Francis to America: Christ-like hugs all around!

Francis to America: Christ-like hugs all around!

In commenting on the generally tragic movement of the anti-Christian bar in Indiana and Arkansas recently, D.C. Cd. Donald Wuerl opens with a glowing discussion of the Pope’s Christlike openness and outreach.

When Pope Francis comes to the United States in September, his message will be that “God loves all of us the way we are” and “God asks us to love one another,” said Cardinal Donald W. Wuerl of Washington.

“We see in him not just the message, but how you do it,” the cardinal said in an interview with Fox News on Easter. “The way in which he lives, treats people, responds to people says, I think, to many people … he sounds and looks a lot like what Jesus would have sounded like.”

Cardinal Wuerl said that “a beautiful part of his ministry” and why people find Pope Francis “so inviting” is that “he keeps saying, ‘Go out, meet people where they are, and accompany them on their journey,’ so that perhaps all of us could get a little closer to where we all need to be.”

I find this kind of thing ugly. Why do we always have to be treated to some kind of verbal embrace when we hear about the Pope? Don’t worry sinner. Here, have a hug! I know you can’t help it. You’re just that way!

It’s not love. It’s just warmth, and it’s not what Jesus would have sounded like at all.
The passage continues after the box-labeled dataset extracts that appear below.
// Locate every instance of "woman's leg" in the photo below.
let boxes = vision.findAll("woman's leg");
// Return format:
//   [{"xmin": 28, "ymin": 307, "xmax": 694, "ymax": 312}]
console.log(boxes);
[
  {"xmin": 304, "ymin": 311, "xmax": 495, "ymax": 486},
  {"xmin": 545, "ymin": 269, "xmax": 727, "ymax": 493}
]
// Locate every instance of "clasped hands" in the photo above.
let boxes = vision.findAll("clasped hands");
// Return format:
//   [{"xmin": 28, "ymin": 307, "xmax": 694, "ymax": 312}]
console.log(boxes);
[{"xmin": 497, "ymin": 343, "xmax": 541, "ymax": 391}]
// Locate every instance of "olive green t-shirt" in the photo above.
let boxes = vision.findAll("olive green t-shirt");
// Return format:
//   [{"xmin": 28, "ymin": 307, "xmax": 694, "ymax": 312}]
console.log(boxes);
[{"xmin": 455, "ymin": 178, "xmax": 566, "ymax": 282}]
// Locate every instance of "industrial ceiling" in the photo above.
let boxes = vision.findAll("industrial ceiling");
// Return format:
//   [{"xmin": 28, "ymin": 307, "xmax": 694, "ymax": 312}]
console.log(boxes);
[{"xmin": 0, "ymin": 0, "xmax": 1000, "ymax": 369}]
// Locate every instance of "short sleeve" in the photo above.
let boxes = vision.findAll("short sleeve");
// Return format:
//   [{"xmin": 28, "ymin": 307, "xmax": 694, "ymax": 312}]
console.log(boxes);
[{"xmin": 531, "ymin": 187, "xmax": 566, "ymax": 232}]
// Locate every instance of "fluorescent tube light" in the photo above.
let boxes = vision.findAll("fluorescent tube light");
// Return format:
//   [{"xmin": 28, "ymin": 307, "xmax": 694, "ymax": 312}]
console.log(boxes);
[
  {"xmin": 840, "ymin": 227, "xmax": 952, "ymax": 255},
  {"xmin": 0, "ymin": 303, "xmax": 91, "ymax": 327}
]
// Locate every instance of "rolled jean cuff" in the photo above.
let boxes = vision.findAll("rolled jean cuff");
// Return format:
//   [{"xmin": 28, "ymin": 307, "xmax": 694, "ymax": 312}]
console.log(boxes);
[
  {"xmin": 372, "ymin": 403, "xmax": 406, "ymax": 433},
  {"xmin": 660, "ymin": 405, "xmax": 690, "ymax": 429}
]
Jesus sounded like He did in the Bible.  Those are His words, yes?  If Jesus sounded like Pope Francis they never would have killed him.  They would have begged him to come visit and praised him in the Temple.

In the Fox interview, Cardinal Wuerl discussed the ongoing debate on religious freedom and discrimination, saying that people involved in that debate need to realize there is strong discrimination against the Catholic Church.

“If we talk about discrimination, then we also have to talk about discriminating against the Catholic Church, its teachings and its ability to carry out its mission,” he said.

“No one should be forced to follow the actions of another and accept the actions of another. … Our schools should be free to teach. We don’t believe in abortion, and we need to be free to teach that,” the cardinal told Fox News.

He also talked about, for instance, the situation of a Christian baker being forced to make a cake for a same-sex wedding when the baker is morally opposed to such marriages.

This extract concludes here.